Ahora me toca deciros cómo va vestido Gabriel, porque se trata de algo bien poco ordinario. Va envuelto de los pies a la cabeza con una capa como las que se gastaban en tiempo de la Revolución, y lleva, según la moda de entonces, botas pequeñas y vueltas. Así es que al verle salir del arca, en el fondo de la vieja y escondida morada de la Ile-Saint-Louis, parece asistirse a una aventura del caballero de Fersen, venido misteriosamente a la capital para contribuir a la evasión de la regia prisionera. Y hasta el atavío de Cristina se presta a la ilusión, con ese dichoso María Antonieta que ha cruzado sobre su pecho medio desnudo.
¿Qué comedia representan? ¿Cómo ha empezado? ¿Cómo acabará? ¿Adónde se ha llegado? ¡Lo ignoro!
Ese hombre aún no le ha dirigido la palabra; pero ha obedecido a sus llamadas. Gabriel baja la escalera delante de Cristina…

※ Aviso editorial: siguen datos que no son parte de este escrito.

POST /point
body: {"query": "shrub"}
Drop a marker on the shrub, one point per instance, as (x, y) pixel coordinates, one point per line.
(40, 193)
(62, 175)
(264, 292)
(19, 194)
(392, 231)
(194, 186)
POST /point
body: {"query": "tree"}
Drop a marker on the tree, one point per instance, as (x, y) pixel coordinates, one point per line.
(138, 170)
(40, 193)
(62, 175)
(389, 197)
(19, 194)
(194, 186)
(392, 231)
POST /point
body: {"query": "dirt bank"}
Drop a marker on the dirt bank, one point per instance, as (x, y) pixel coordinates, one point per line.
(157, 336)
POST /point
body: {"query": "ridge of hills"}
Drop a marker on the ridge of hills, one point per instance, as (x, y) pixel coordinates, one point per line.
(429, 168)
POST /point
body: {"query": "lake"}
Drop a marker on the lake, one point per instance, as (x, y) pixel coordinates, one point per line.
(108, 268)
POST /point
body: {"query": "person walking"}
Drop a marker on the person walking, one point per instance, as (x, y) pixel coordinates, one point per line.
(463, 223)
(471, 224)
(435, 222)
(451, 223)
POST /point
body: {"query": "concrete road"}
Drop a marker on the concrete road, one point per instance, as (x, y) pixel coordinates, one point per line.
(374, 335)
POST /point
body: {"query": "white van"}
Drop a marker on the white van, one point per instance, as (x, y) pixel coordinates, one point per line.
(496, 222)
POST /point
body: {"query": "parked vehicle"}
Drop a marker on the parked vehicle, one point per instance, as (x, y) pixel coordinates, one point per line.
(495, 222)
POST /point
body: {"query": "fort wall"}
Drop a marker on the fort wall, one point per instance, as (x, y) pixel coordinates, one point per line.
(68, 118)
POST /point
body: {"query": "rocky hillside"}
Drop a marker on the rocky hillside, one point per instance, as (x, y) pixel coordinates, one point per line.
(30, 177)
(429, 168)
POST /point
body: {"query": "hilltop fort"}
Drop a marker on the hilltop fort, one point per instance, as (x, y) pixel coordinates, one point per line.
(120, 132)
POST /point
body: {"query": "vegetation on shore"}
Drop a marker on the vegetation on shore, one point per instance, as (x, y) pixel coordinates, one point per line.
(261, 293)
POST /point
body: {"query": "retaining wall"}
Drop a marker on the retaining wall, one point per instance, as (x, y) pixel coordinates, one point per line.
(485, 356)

Ya están ambos en el jardín. Él se ha sentado bajo el plátano y ante una mesita con mantel donde todavía hay frutas y botellas. A él le veo mal; a ella, mejor. Da vueltas alrededor de él, le habla, se sienta a su lado, apoya la cabeza en su hombro. Están de espaldas, y el árbol me molesta. No se mueven. Permanecen unidos así durante minutos que yo no sabría contar, y que han sido de los más crueles que hay en mi vida.